The rapid developments in technology and their adoption in the multiple sectors are making processing more actionable. But, the innovations in the financial information and communication, information flow to multiple industries make it hard to combat the money laundering cases actively. The laundry cycle in money laundering is of clandestine nature. The deeper it gets absorbed in the banking systems, the more it gets difficult to track the origin of it. The money laundering amount is estimated to be 2-5% of global GDP which makes it about $800 billion. This huge amount is an alarm for the financial institutions to take serious precautionary measures and embed high-level security.
Traditional banks and financial institutions hire more people to vet customer accounts, monitor transaction processes, transfer money, perform Customer Due Diligence (CDD) and KYC, etc. The institutions are aware of the significance of KYC and AML screening against each customer to make sure that the entity getting part of the system is not involved in any illegal activity. Otherwise, these institutions can be subjected to heavy regulatory fines and monetary loss. Manual customer verification gets hectic for the staff to perform for each customer individually. Therefore, this traditional method is replaced by automated verification systems and is highly adopted by legitimate organizations.
Manual AML Problems
The major issue as discussed above is the time and effort of staff performing manual KYC and AML compliance processes to align with the organizational requirements. The inordinate time that is spent on individual identity verification can be used in some other productive tasks. Also, auditing record is not that smooth especially when it comes to extracting the information on an urgent basis. To optimize the throughput of human power and introducing efficiency in the system, automation can help.

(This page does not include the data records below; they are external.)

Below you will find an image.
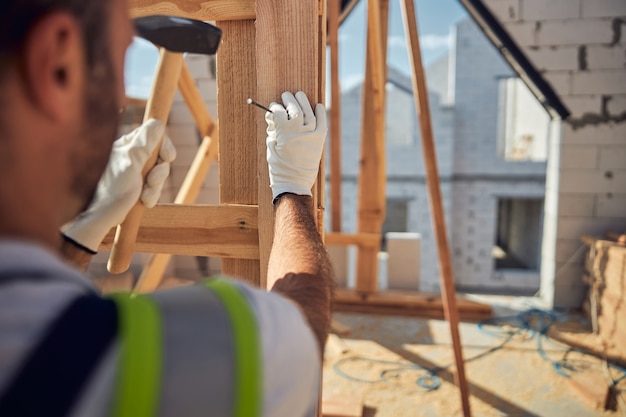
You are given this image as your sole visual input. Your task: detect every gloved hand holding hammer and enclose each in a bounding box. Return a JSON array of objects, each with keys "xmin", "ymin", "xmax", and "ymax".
[{"xmin": 63, "ymin": 119, "xmax": 176, "ymax": 253}]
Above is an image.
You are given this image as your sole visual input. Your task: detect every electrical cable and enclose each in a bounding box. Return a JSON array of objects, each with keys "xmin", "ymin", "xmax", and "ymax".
[{"xmin": 333, "ymin": 308, "xmax": 626, "ymax": 392}]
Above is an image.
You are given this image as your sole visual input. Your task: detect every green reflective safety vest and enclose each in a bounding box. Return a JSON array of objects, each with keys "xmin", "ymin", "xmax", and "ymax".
[{"xmin": 111, "ymin": 278, "xmax": 263, "ymax": 417}]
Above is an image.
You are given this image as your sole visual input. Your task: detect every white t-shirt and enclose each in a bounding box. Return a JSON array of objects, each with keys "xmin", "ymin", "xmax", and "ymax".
[{"xmin": 0, "ymin": 240, "xmax": 321, "ymax": 417}]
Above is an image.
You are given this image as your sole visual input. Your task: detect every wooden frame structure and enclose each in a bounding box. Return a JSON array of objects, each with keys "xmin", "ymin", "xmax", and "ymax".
[
  {"xmin": 102, "ymin": 0, "xmax": 326, "ymax": 291},
  {"xmin": 103, "ymin": 0, "xmax": 470, "ymax": 416}
]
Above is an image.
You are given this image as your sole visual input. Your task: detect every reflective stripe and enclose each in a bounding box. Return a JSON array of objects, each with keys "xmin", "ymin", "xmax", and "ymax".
[
  {"xmin": 149, "ymin": 285, "xmax": 236, "ymax": 417},
  {"xmin": 110, "ymin": 294, "xmax": 163, "ymax": 417},
  {"xmin": 204, "ymin": 279, "xmax": 262, "ymax": 417}
]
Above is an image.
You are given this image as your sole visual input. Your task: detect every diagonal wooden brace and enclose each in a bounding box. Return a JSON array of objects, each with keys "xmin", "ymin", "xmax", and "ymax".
[{"xmin": 107, "ymin": 49, "xmax": 183, "ymax": 274}]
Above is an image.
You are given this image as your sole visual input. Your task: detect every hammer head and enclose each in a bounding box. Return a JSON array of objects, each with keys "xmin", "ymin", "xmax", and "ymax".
[{"xmin": 134, "ymin": 16, "xmax": 222, "ymax": 55}]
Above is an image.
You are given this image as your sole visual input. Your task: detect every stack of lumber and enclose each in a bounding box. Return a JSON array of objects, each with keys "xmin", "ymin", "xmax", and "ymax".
[
  {"xmin": 333, "ymin": 288, "xmax": 492, "ymax": 322},
  {"xmin": 582, "ymin": 233, "xmax": 626, "ymax": 364}
]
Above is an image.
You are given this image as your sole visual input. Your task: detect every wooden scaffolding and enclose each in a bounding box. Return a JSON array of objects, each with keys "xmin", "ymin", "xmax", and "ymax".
[{"xmin": 102, "ymin": 0, "xmax": 470, "ymax": 416}]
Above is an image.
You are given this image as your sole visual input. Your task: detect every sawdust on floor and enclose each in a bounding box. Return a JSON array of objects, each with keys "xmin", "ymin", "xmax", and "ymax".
[{"xmin": 323, "ymin": 313, "xmax": 626, "ymax": 417}]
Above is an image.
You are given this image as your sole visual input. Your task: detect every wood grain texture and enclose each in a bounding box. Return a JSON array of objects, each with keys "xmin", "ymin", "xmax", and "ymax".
[
  {"xmin": 356, "ymin": 0, "xmax": 389, "ymax": 293},
  {"xmin": 100, "ymin": 204, "xmax": 259, "ymax": 260},
  {"xmin": 328, "ymin": 0, "xmax": 342, "ymax": 233},
  {"xmin": 401, "ymin": 0, "xmax": 471, "ymax": 417},
  {"xmin": 256, "ymin": 0, "xmax": 325, "ymax": 286},
  {"xmin": 129, "ymin": 0, "xmax": 256, "ymax": 21},
  {"xmin": 217, "ymin": 20, "xmax": 261, "ymax": 286},
  {"xmin": 334, "ymin": 289, "xmax": 493, "ymax": 321},
  {"xmin": 107, "ymin": 48, "xmax": 183, "ymax": 274},
  {"xmin": 135, "ymin": 62, "xmax": 218, "ymax": 293}
]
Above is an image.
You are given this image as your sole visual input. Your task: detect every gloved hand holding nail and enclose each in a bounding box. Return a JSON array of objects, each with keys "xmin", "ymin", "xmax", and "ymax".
[
  {"xmin": 62, "ymin": 119, "xmax": 176, "ymax": 252},
  {"xmin": 265, "ymin": 91, "xmax": 327, "ymax": 199}
]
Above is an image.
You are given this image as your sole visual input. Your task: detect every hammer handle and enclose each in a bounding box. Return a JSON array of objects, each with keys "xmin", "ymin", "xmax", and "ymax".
[{"xmin": 107, "ymin": 48, "xmax": 183, "ymax": 274}]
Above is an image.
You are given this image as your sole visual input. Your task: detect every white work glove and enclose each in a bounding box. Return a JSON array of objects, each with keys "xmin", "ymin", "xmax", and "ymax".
[
  {"xmin": 265, "ymin": 91, "xmax": 327, "ymax": 198},
  {"xmin": 62, "ymin": 119, "xmax": 176, "ymax": 253}
]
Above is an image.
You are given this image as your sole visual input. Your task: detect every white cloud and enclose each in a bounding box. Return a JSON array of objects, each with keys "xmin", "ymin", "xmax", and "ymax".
[
  {"xmin": 420, "ymin": 35, "xmax": 452, "ymax": 49},
  {"xmin": 341, "ymin": 73, "xmax": 363, "ymax": 91},
  {"xmin": 387, "ymin": 35, "xmax": 452, "ymax": 49}
]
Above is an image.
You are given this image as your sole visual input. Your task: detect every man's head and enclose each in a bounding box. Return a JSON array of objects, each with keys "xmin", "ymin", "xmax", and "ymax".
[{"xmin": 0, "ymin": 0, "xmax": 133, "ymax": 244}]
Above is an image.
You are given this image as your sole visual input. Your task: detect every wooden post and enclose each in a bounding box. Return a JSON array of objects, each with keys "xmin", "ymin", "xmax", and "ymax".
[
  {"xmin": 217, "ymin": 20, "xmax": 261, "ymax": 286},
  {"xmin": 402, "ymin": 0, "xmax": 471, "ymax": 417},
  {"xmin": 135, "ymin": 63, "xmax": 217, "ymax": 293},
  {"xmin": 328, "ymin": 0, "xmax": 342, "ymax": 232},
  {"xmin": 255, "ymin": 0, "xmax": 325, "ymax": 285},
  {"xmin": 356, "ymin": 0, "xmax": 389, "ymax": 293},
  {"xmin": 108, "ymin": 48, "xmax": 183, "ymax": 274}
]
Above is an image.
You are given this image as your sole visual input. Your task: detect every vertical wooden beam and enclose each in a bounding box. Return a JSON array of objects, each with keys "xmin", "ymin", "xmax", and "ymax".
[
  {"xmin": 217, "ymin": 20, "xmax": 261, "ymax": 286},
  {"xmin": 328, "ymin": 0, "xmax": 342, "ymax": 233},
  {"xmin": 402, "ymin": 0, "xmax": 471, "ymax": 417},
  {"xmin": 255, "ymin": 0, "xmax": 325, "ymax": 285},
  {"xmin": 356, "ymin": 0, "xmax": 389, "ymax": 293}
]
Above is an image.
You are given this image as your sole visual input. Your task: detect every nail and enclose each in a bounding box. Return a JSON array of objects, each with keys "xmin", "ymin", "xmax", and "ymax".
[{"xmin": 247, "ymin": 98, "xmax": 274, "ymax": 113}]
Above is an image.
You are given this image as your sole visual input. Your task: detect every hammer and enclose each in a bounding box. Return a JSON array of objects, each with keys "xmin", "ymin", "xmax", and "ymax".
[{"xmin": 107, "ymin": 16, "xmax": 222, "ymax": 274}]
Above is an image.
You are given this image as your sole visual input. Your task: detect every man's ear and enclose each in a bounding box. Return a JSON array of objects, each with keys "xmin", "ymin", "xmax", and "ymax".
[{"xmin": 23, "ymin": 12, "xmax": 85, "ymax": 121}]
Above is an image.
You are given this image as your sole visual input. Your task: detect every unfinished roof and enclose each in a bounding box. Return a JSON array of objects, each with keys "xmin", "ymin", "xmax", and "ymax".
[{"xmin": 340, "ymin": 0, "xmax": 570, "ymax": 119}]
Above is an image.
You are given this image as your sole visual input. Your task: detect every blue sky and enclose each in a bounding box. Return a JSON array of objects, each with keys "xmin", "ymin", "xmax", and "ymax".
[{"xmin": 125, "ymin": 0, "xmax": 467, "ymax": 98}]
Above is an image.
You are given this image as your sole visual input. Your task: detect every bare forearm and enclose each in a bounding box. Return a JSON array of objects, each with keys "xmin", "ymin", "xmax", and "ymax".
[{"xmin": 268, "ymin": 194, "xmax": 333, "ymax": 352}]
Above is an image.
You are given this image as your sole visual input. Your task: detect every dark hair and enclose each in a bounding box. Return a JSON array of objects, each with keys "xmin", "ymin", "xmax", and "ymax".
[{"xmin": 0, "ymin": 0, "xmax": 111, "ymax": 76}]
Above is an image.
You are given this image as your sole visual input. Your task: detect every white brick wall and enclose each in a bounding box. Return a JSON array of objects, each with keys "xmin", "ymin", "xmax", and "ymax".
[
  {"xmin": 485, "ymin": 0, "xmax": 626, "ymax": 306},
  {"xmin": 582, "ymin": 0, "xmax": 626, "ymax": 17},
  {"xmin": 522, "ymin": 0, "xmax": 580, "ymax": 21},
  {"xmin": 527, "ymin": 46, "xmax": 578, "ymax": 71},
  {"xmin": 537, "ymin": 19, "xmax": 613, "ymax": 46},
  {"xmin": 572, "ymin": 69, "xmax": 626, "ymax": 94}
]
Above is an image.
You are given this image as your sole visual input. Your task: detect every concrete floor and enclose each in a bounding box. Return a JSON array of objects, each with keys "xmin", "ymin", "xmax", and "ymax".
[{"xmin": 323, "ymin": 297, "xmax": 626, "ymax": 417}]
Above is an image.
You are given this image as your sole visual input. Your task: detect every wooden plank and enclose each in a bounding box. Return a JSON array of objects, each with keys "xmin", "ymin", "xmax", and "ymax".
[
  {"xmin": 328, "ymin": 0, "xmax": 342, "ymax": 233},
  {"xmin": 334, "ymin": 288, "xmax": 492, "ymax": 317},
  {"xmin": 100, "ymin": 204, "xmax": 259, "ymax": 260},
  {"xmin": 217, "ymin": 20, "xmax": 261, "ymax": 286},
  {"xmin": 313, "ymin": 0, "xmax": 328, "ymax": 241},
  {"xmin": 135, "ymin": 62, "xmax": 218, "ymax": 293},
  {"xmin": 325, "ymin": 233, "xmax": 380, "ymax": 248},
  {"xmin": 356, "ymin": 0, "xmax": 389, "ymax": 293},
  {"xmin": 401, "ymin": 0, "xmax": 471, "ymax": 417},
  {"xmin": 128, "ymin": 0, "xmax": 256, "ymax": 21},
  {"xmin": 107, "ymin": 48, "xmax": 183, "ymax": 274},
  {"xmin": 255, "ymin": 0, "xmax": 325, "ymax": 286}
]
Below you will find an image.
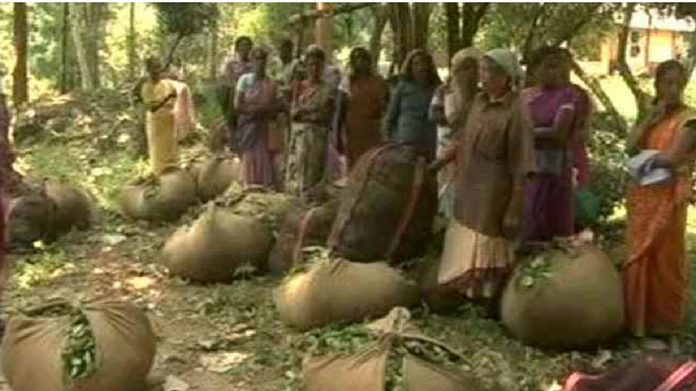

Additionally, to comply with the obligations of local regulators, AML/KYC compliance is the primary goal of each financial institution. These programs are in most of the cases, built-in silos that are operating one business division, unit or state. In such cases, there should be consistency among procedures and standards to keep track of records in a holistic manner. Manual AML verification makes this task hard and jumbles up the data somehow.
Automated AML Screening has got it Covered
The general trend of the financial institution is shifting towards innovation and technological automation solutions for efficient and comprehensive methods of screening and auditing. In this way, the focus would be more compliance programs as compared to the cumbersome processes. The sectors who are directly or indirectly the target of money launderers and fraudsters are in dire need of innovating their data analysis and screening processes using online identity verification services. Automated screening of customers is done against sanction lists and are verified against Politically Exposed Person (PEP) checks and AML background checks. These built-in checks are already part of the identity verification API which undergoes streamline verification and authentication processes while providing better and predictable insights. Also, transaction monitoring has become easier with automated AML for the tracking of the number of transactions and transferred amounts.